How to Use Lima Beans
Lima beans can be used in a variety of dishes. Here are a few ways to prepare them:
- Boil them until soft; then lightly sauté them in a pan with garlic and olive oil.
- Combine them with corn, bell peppers, and other vegetables to make succotash.
- Top salads or pasta dishes for added protein.
- Use a food processor to blend them into a creamy hummus.
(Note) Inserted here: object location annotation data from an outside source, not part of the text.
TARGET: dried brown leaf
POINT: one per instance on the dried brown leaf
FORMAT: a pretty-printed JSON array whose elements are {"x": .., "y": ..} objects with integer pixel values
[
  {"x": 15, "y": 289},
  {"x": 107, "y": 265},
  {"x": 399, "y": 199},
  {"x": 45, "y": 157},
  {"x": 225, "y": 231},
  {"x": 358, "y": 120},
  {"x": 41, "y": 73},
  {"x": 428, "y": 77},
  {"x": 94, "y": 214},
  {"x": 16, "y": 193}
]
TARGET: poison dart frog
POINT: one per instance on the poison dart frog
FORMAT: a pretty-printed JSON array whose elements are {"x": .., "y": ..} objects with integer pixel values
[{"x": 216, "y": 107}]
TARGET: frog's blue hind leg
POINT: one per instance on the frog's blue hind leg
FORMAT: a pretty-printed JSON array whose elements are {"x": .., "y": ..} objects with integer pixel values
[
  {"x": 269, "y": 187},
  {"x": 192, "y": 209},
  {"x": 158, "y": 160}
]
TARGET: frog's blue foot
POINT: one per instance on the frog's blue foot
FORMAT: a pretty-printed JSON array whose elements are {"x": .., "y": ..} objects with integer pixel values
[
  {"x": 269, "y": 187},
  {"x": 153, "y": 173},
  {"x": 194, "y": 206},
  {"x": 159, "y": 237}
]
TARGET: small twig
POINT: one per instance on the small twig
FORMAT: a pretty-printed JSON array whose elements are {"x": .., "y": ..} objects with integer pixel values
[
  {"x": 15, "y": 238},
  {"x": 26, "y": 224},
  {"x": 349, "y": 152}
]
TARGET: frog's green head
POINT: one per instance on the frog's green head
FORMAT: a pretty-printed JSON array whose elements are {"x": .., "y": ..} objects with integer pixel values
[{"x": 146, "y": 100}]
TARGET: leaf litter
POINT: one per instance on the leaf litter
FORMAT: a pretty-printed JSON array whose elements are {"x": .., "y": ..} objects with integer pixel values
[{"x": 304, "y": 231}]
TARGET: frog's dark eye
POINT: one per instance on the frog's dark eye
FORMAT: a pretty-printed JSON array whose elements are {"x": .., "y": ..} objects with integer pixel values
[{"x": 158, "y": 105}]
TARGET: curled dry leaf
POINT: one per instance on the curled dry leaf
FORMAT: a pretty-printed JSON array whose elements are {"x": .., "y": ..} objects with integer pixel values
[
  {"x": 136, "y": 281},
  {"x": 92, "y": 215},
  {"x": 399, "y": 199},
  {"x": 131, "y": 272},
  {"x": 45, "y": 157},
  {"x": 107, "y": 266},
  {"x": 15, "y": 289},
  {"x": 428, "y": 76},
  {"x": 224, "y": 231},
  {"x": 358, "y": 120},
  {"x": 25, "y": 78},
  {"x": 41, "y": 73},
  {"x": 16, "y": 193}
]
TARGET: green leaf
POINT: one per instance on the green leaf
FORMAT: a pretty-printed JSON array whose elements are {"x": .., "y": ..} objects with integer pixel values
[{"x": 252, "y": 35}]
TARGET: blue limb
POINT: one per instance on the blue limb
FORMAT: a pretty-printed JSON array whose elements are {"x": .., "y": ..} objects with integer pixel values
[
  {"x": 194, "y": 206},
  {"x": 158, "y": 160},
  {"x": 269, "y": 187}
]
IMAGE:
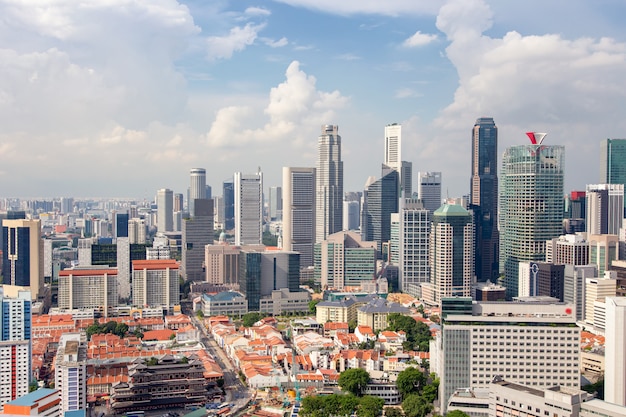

Frozen and canned lima beans can be used as is. Dried lima beans can be used as is, too; however, you can also soak them overnight in the refrigerator. This will shorten cooking time and may improve their texture. Shell fresh lima beans and throw out the pods. Rinse the beans and add them to soups or boil them until tender to use in other recipes.
Lima Bean Risks
Lima beans are a nutritious food and safe for most people when prepared correctly. However there are a few things to be aware of:
Gas and bloating
Some people may find that eating lima beans gives them gas and makes them feel bloated. This is because of their high fiber content. They also contain a particular type of fiber that, although helpful for gut health, is tough for your digestive system to break down. You can cut down on the gas by cooking them well. If you're using dried lima beans, it helps to soak them in room temperature water for at least 4 hours or soak them in the fridge overnight.
People who are allergic to legumes, including peanuts, soy, lentils, and chickpeas, should avoid lima beans and any foods that may be cross-contaminated with them. Ask your doctor whether it's safe for you to have lima beans.
Antinutrients are compounds found naturally in some foods that can interfere with how your body absorbs minerals. For most people who eat a varied, nutrient-rich diet, moderate amounts of antinutrients shouldn't cause problems. You can get rid of most of them by soaking and cooking beans. But you should also avoid eating a lot of lima beans and other foods containing antinutrients in one meal. People who are at a risk of mineral deficiencies, like those with osteoporosis or anemia, should ask their doctor whether they need to take extra precautions.
Lima beans, like many other legumes, contain a compound called linamarin, which can break down into cyanide when the beans are eaten raw or undercooked. However, if you cook them properly, they're safe.